Yes, I know, your automatic response to the idea of outsourcing business analysis is that it cannot be done. Conventional wisdom tells us that we need control of our business requirements, that the business analyst must develop a relationship with the business, be a subject matter expert and that constant interaction with the business is required.
This view is supported by Kathleen Hass in her book, “Professional Business Analysis, Breaking the Cycle of Challenged Projects.” She says:
“IT managers are realizing that technical skills can be relatively easy to outsource, but that they cannot abdicate control of their business requirements. In virtually every organization, the elevated leadership role of the business analyst is beginning to shape the future of business transformation.”
Hass explains further in her book that Business Analysts are taking more of a leadership role within the organisation. As the move in IT goes from efficiency to business effectiveness, the Business Analyst becomes the central figure on the project team who is bilingual in both the business and technical languages. The Business Analyst must have a broad range of knowledge, skills, and competencies. If this liaison is not in place between the business and IT departments, poorly defined requirements result in gaps between what the business needs and what is delivered.
That’s a strong argument against outsourcing business analysis, but I believe that outsourcing business analysis is a viable option if the conditions are right. Yes, it’s much easier to outsource technical skills than business analysis, because the business analyst needs to interact with the business on a continuous basis.
But, ask yourself these questions:
- How many contractors do you have in your BA team at the moment? What is your contingency plan to retain your IP if (no, when) they leave suddenly?
- Do your BA’s have the skills to “shape the future of business transition” or are they business requirements scribes?

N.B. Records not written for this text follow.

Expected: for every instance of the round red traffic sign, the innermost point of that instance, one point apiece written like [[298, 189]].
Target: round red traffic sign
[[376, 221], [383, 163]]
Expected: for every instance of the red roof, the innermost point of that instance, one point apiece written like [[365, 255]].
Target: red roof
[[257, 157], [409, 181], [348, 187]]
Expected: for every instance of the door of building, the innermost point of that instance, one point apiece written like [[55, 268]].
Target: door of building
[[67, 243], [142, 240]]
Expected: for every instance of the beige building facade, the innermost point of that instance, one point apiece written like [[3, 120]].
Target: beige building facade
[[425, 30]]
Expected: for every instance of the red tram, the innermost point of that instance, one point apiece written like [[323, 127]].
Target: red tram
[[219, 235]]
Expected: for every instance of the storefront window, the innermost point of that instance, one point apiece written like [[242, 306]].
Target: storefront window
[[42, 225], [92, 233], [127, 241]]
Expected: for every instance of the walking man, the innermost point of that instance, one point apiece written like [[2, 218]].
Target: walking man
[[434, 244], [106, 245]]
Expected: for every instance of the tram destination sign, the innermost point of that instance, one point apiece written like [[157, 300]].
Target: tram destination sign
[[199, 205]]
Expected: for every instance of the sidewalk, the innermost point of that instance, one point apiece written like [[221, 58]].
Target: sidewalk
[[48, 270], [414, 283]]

- How many times have you interviewed a great BA, but did not offer them the job, simply because the asking price is too high?

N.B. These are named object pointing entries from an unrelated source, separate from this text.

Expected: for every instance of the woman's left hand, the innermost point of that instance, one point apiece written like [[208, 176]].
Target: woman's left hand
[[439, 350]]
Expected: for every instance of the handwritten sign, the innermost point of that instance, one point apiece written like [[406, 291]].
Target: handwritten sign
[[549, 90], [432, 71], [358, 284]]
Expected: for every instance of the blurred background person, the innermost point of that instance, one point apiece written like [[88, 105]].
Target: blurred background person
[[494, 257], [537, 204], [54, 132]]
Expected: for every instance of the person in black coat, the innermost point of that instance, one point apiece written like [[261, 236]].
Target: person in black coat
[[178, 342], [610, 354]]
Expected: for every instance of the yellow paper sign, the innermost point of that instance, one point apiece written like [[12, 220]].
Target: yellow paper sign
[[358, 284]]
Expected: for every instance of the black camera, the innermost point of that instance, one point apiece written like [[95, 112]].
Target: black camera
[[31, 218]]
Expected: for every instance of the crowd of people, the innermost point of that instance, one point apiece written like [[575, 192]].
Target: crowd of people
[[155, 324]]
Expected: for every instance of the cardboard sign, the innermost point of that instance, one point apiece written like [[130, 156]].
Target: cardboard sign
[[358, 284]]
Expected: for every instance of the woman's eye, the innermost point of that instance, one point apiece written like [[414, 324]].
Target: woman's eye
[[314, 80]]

- Are you hiring more and more junior BA’s, with an increasing investment in their development?
The business analyst job market has been a bull market for quite some time. There is a high demand for business analysts and their prices are rising. The response has been to use short term contractors or employing junior business analysts, combined with a mentorship program. In addition, most BA’s are subjected to a barrage of offers from recruiters, resulting in a very high staff turnover rate in BA teams.
This is diluting the effectiveness of an in-house BA team and creating the conditions that are conducive to outsourcing.

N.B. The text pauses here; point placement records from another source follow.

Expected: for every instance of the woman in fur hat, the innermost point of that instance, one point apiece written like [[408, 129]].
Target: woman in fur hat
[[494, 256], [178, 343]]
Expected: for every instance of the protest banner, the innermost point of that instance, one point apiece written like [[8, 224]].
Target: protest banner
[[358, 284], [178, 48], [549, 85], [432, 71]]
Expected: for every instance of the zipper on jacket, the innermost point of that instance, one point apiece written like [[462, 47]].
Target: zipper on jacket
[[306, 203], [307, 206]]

Why do organisations outsource?
The key factors which lead organisations to outsource parts of their business process are:
- Lack of expert-labor in some portions of the business process
- Availability of cheaper labor, whilst not comprising on the quality of output
- Ability and feasibility to concentrate on the other crucial business processes
Can these factors be applied to business analysis? Most definitely – the right conditions for business analysis outsourcing includes both your current BA capability and your relationship with the potential outsource partner.
Current BA capability
Your in-house BA’s are becoming a bottleneck and:
- You have a high ratio of contractors in your BA team.
- You do not have the resources or skills within your current team to manage the demand.
- You do not have the long term capacity or need to hire a full time business analysis team.
Relationship with the outsource partner
Also, your relationship with the outsource partner must be based on trust and:
- You have worked with the outsourcer in the past and enjoy an existing sound working relationship.
- The outsourcer has demonstrable knowledge of your business and/or your industry.
- The outsourcer excels at business analysis, and thus guarantees better quality than could be sourced in-house.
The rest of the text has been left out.